Agashiyan is a very unique high rise office development in the rapidly urbanizing city of Ahmedabad, India, designed by Sanjay Puri Architects. Its form and premise are both adventurous and refreshingly different. The architects started by carving out the form from an offset of the shape of the site, ensuring that the building maximised the limited space on offer, placing the proverbial square peg in a square hole.
As with most commercial developments, Retail spaces line the unified ground floor of the building to maximise the traffic of the site which sits at the junction of two arterial city roads, but as the structure begins to rise, it starts to get interesting.
Per, the clients request, small offices ranging from 100 -300 sqm were required on every level. The execution of this requirement saw the architect creating 5 individual towers sitting on a unified ground floor, each of the required area (as opposed to one large expanse of floor space) then staggering the blocks by shifting the each floor inwards as the tower rises. This also allowed them create stacked corridors inspired by organic city street networks, a sharp contrast to the long central ones that are typical of generic highrise design. The approach created ensured these corridors or 'streets' if you will were both naturally ventilated and well lit. It also eliminated the usual narrow rectilinear tower to create a geometrically dynamic form.

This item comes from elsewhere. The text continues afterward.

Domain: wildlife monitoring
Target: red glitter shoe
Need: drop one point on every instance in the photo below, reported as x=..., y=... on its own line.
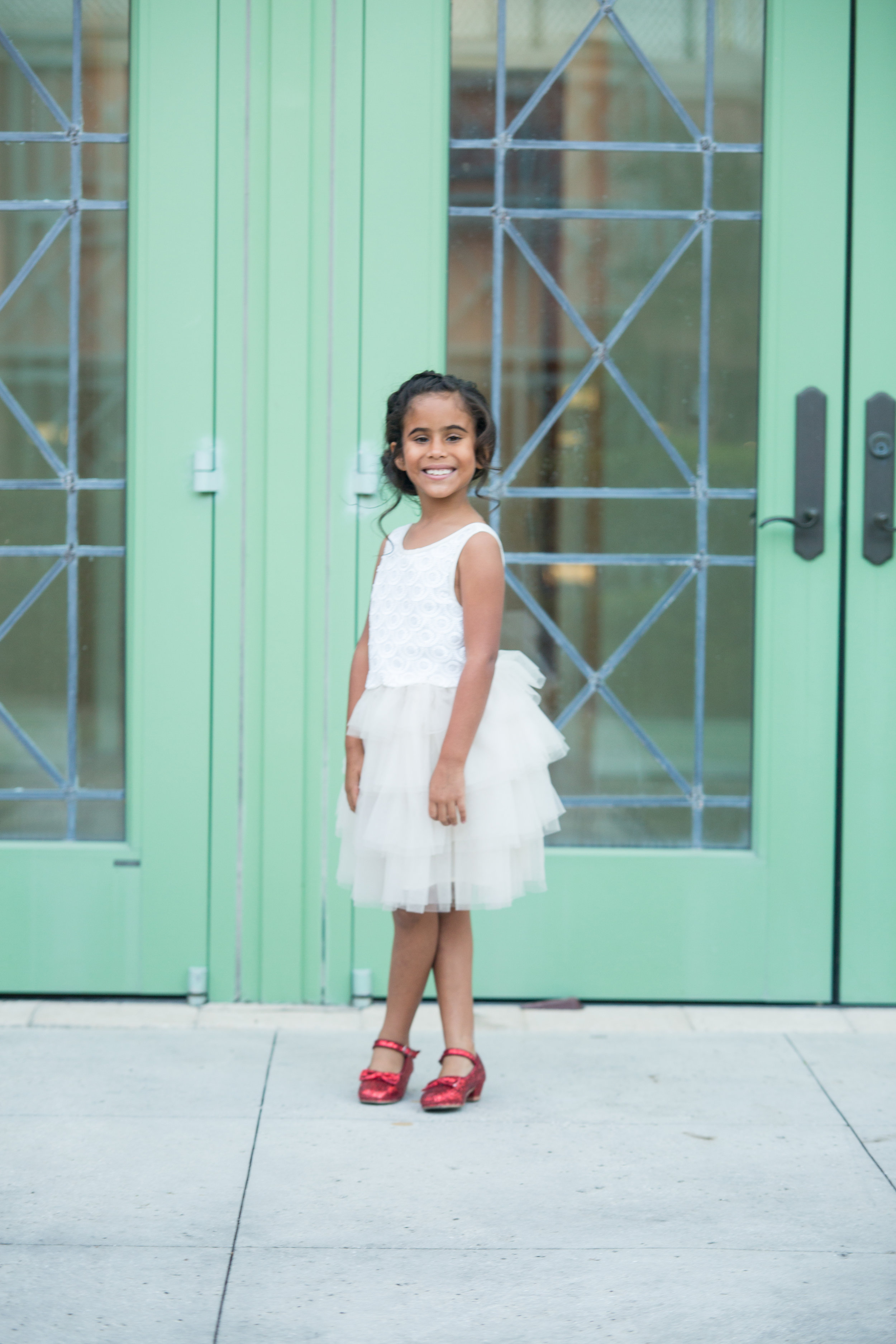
x=451, y=1093
x=381, y=1089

This form also allowed the architect include open landscaped spaces in the form of terraces for each floor. These terraces offer the experience of low rise development within a high rise context as they allow users connect with the outdoors, something not typical for this building typology. Further more, the terraces were oriented to the North of the site to curtail excessive heat gain into the offices from the south which happens to be the location of the main road into the building. It would've been nice to have the view of a terrace lined facade welcome users into the site, but comfort trumps vista. To further maximise the internal spaces created from the staggering form, communal landscaped areas were including of specific levels. This literally breathes new life into the spaces outside of the designated office areas. Landscaped rooftop terraces also feature atop each tower with adjustable solar panels lining a the louvered roof structure to maximise the solar potential of the city. Altogether, the landscaped spaces generated in the design of the building were about 2 times the size of the plot. This is a very welcome development as average temperatures in the city get to an excess of 35°C, thus, the cooling effect of the landscaped areas would play a vital role in dropping the temperature of the building.